There isn’t really an arbitration day. It’s just that today the arbitration hearings start between NHL teams and the RFAs they couldn’t come to terms with before now. The hearing between the Tampa Bay Lightning and Teddy Purcell has been cancelled. They came to terms before the hearing. Also on the agenda today: Lauri Korpikoski and Viktor Stalberg. Those have been cancelled too.
Surely, I was thinking, surely something will start to happen today. That today’s schedule has been wiped clean doesn’t preclude anything happening, it just bodes ill for anyone pining for signs of life in the NHL. Maybe tomorrow we’ll get some action. The NY Rangers and Brandon Dubinsky haven’t come to terms yet, so there’s hope.
Hope for what? As a Sharks fan, what could one hope for? I’m hoping Doug Wilson does very little from here on out. Anything splashy could run counter to the Rule of Five and I wouldn’t want that. So far, Wilson has made mostly very good and sensible decisions this summer. I would hate for him to go ruin that.
Fear the Fin did a bit on how arbitration hearings have created opportunities for Wilson in the past, and might do so again:
The opportunity here won’t always be the player who is filing for arbitration; teams forced into a corner by the arbitration ruling may have to trade current assets to stay under the cap. -Fear the Fin
Obviously, unless you do go after the player engaged in arbitration, you might have to give up something significant to get a player away from the cornered team. That could be inconvenient, especially since the Sharks can afford to keep their cake and add ice cream too. This season, the Sharks have plenty of cap space.

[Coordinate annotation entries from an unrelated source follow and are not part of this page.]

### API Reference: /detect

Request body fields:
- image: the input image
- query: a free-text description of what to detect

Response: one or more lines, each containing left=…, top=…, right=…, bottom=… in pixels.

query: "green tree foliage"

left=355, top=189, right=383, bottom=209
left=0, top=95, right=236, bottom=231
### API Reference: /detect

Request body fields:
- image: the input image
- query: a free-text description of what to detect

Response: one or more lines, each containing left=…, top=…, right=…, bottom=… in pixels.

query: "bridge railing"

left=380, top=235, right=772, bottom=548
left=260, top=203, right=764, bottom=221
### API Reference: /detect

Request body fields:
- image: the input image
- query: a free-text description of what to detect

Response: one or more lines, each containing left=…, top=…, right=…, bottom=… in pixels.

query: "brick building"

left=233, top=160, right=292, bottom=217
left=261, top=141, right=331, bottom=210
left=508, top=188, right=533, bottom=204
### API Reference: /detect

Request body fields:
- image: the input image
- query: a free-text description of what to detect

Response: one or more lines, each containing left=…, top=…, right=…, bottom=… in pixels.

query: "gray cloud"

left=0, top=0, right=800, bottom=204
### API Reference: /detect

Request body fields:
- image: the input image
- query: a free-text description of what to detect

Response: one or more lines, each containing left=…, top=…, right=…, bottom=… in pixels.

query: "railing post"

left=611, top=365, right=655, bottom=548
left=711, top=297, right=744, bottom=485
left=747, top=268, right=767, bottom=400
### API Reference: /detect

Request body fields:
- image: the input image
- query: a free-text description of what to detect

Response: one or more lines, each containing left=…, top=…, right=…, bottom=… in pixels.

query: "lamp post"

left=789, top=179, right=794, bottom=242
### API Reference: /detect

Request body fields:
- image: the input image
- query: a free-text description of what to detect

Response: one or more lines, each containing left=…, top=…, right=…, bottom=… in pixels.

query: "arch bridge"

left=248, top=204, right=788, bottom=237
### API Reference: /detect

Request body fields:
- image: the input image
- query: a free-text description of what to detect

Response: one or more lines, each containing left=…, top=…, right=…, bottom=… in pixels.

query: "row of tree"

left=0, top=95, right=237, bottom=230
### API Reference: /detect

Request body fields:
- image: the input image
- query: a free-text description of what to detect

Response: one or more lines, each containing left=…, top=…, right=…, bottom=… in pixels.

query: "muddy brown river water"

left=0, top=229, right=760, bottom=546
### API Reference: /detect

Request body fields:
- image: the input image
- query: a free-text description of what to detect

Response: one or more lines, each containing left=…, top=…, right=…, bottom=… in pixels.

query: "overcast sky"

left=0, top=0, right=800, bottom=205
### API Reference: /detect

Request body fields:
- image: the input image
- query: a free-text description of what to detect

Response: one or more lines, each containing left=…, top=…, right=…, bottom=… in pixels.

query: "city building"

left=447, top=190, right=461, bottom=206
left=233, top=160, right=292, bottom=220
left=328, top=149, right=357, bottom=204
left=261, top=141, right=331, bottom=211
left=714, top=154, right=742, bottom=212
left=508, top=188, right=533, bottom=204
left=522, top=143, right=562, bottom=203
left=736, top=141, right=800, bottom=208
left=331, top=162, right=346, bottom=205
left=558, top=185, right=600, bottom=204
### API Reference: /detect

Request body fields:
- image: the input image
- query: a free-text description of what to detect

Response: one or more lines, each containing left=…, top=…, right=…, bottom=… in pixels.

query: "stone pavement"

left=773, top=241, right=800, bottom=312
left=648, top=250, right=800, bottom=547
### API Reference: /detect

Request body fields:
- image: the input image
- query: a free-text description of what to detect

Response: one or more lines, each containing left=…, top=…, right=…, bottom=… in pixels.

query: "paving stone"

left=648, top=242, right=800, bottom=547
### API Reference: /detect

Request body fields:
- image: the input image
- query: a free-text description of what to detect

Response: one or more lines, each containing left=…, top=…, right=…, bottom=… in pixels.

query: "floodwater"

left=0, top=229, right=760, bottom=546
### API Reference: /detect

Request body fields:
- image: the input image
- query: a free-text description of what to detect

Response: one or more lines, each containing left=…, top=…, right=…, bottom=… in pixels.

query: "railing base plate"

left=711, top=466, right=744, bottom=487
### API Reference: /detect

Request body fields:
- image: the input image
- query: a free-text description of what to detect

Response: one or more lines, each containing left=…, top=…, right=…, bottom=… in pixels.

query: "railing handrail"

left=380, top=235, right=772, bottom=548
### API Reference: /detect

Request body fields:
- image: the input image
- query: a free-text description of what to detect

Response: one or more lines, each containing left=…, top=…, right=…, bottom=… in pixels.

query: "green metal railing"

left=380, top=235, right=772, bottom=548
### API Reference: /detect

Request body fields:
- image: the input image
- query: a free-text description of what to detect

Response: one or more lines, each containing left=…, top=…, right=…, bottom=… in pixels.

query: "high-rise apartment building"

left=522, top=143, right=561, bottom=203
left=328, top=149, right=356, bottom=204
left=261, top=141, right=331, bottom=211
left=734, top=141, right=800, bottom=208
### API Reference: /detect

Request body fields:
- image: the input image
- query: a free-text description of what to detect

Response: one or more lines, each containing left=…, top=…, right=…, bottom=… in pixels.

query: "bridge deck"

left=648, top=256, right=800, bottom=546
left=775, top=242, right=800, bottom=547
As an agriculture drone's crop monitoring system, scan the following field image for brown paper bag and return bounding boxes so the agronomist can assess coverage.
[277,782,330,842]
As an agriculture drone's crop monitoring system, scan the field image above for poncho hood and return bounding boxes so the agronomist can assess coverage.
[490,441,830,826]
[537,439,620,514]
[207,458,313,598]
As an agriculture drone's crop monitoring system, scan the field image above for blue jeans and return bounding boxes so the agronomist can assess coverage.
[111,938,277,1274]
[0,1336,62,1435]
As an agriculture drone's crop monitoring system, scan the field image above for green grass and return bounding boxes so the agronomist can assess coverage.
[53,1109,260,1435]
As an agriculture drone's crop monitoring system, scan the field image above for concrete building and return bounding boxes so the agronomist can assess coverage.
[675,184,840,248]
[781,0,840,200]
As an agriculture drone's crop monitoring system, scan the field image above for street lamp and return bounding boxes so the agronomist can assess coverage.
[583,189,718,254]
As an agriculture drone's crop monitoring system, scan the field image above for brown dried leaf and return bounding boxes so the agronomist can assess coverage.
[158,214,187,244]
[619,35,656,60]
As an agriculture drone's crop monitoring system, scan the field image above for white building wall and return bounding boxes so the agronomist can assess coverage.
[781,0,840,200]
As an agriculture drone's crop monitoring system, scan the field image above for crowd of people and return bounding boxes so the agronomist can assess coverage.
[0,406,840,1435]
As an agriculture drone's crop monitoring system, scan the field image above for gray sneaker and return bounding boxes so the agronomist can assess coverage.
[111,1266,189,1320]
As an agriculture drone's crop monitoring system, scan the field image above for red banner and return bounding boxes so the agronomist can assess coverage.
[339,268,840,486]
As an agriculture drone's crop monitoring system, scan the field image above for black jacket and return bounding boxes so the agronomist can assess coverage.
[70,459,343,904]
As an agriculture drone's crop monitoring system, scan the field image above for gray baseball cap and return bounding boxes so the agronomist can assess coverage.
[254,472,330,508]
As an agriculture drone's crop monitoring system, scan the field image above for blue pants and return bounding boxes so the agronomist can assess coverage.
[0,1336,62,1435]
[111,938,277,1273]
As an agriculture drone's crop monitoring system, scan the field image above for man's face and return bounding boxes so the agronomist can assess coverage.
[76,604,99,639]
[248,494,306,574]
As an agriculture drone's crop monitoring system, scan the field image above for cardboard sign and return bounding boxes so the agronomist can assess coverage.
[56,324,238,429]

Last season the Sharks were the beneficiary of an unsatisfactory settlement between Niemi and the cap-strapped Blackhawks. At the time, it seemed to be a redundant pickup. Wilson had already signed a Finnish goalie, how many can you possibly need? In the end, it turned out well because Nitty spent so much time injured and Nemo did well for the team. None of that could have been predicted… well, yes it could. Nitty had an injury history, so finding Nemo was not redundant at all. It was just more money than anyone expected Wilson to pay, even for two goalies. Why pick up a goalie with an injury history if you aren’t certain it won’t be a problem, and then pay him too much?
While I don’t regret having Nemo on the team, those decisions lacked the appearance of decisiveness. Yes, the Sharks needed a new goalie, or more than one when they let Nabokov go. But the signings didn’t look as tidy as moving Heatley for Havlat, and Setoguchi for Burns. Wilson’s big moves this summer appear well planned, confident.
What’s out there anyway? Buffalo and Chicago were the only teams slated for arbitration that also had cap concerns. They’ve settled, though Buffalo’s spending binge resulted in settlements that still have them over a barrel. They are over the new cap by a couple million, and still have a short roster. The Rangers aren’t out of the woods. They may have cap space but they are still at 19 players.
So what? Is there any obvious target for the Sharks on these vulnerable rosters? To my math-challenged eye, not really. The Sharks don’t need a top end player, they are presumed to be looking for a solid third liner. Cap-strapped teams would want to move a bigger salary than that. So nothing jumps out at me, and no rumors are flooding the Twitter feed.
Then again, Doug Wilson is well-known for working under the rumor-mill radar. Anything could happen. I wonder if other Sharks fans, like me, really hope nothing does.